# Seagull question



## birdlady26 (Jul 29, 2008)

I saw a seagull today in Chicago with what appeared to be an orange circular tag attached to both the inside and outside of its wing. It seemed to be able to fly just fine, causing me to think that it wasn't something caught or entangled on its wing, but I'm not totally sure. Does anyone know if tracking or tagging seagulls is a somewhat common practice, say by bird societies or wildlife groups? I've tried researching a bit online and came up with nothing. I'm not sure if I'll see this seagull again, but I'm wondering if it's in need of help, in case I do.

Thanks for any input!


----------



## John_D (Jan 24, 2002)

Some ocean going birds like certain less common species of gulls, terns and others, plus swans and geese are tagged here in the UK. In some cases it is used to track their flight when migrating, and sometimes particular birds are tagged as a way of monitoring their life span.
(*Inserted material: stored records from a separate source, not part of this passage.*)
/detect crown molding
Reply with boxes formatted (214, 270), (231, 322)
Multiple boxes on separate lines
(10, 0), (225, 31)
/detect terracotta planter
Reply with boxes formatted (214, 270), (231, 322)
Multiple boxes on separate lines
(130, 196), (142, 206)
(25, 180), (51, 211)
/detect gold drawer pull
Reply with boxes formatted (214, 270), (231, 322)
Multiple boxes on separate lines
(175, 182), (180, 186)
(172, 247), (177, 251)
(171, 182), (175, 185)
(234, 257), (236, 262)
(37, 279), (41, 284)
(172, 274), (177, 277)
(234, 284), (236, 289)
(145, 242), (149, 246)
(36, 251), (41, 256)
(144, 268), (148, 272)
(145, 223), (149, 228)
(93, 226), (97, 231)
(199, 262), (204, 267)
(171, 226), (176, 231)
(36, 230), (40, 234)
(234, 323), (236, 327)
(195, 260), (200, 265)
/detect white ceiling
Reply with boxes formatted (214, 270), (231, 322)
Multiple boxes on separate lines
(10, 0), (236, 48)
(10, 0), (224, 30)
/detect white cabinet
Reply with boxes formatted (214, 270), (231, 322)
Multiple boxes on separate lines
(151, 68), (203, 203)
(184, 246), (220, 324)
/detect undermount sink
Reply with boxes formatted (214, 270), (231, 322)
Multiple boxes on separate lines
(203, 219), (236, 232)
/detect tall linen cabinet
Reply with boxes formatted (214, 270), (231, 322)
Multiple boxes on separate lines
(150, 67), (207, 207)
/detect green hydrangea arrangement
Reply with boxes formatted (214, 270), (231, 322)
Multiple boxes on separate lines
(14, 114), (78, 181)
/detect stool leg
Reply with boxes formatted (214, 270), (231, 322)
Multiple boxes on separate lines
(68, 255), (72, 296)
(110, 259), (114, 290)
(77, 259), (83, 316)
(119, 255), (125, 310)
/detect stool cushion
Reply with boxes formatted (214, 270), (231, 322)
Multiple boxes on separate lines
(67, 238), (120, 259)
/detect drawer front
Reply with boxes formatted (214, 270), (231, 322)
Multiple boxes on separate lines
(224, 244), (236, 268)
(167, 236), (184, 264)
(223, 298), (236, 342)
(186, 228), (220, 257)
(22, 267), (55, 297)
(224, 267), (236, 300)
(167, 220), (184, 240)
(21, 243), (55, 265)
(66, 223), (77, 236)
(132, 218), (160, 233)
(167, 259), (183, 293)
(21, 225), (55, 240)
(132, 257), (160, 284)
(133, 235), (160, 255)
That kind of thing may be what you saw, possibly depending on what species of gull it was.

John


----------



## birdlady26 (Jul 29, 2008)

It looked to me to be a herring gull, but I'm not certain. I just wasn't sure if that type of obvious tagging was used, or something more subtle, like a leg band. Thanks for the info!


----------



## naturegirl (Nov 7, 2005)

Funny I seen a baby seagull here in Mid-Michigan and I just about crapped myself as I never seen a baby that big ever. When I got home I looked it up and it happened to be a Herring Gull. Cutest little guy or should I say big guy I ever seen. Oh well Thought I would add my 2 cents to this 

Cindy


----------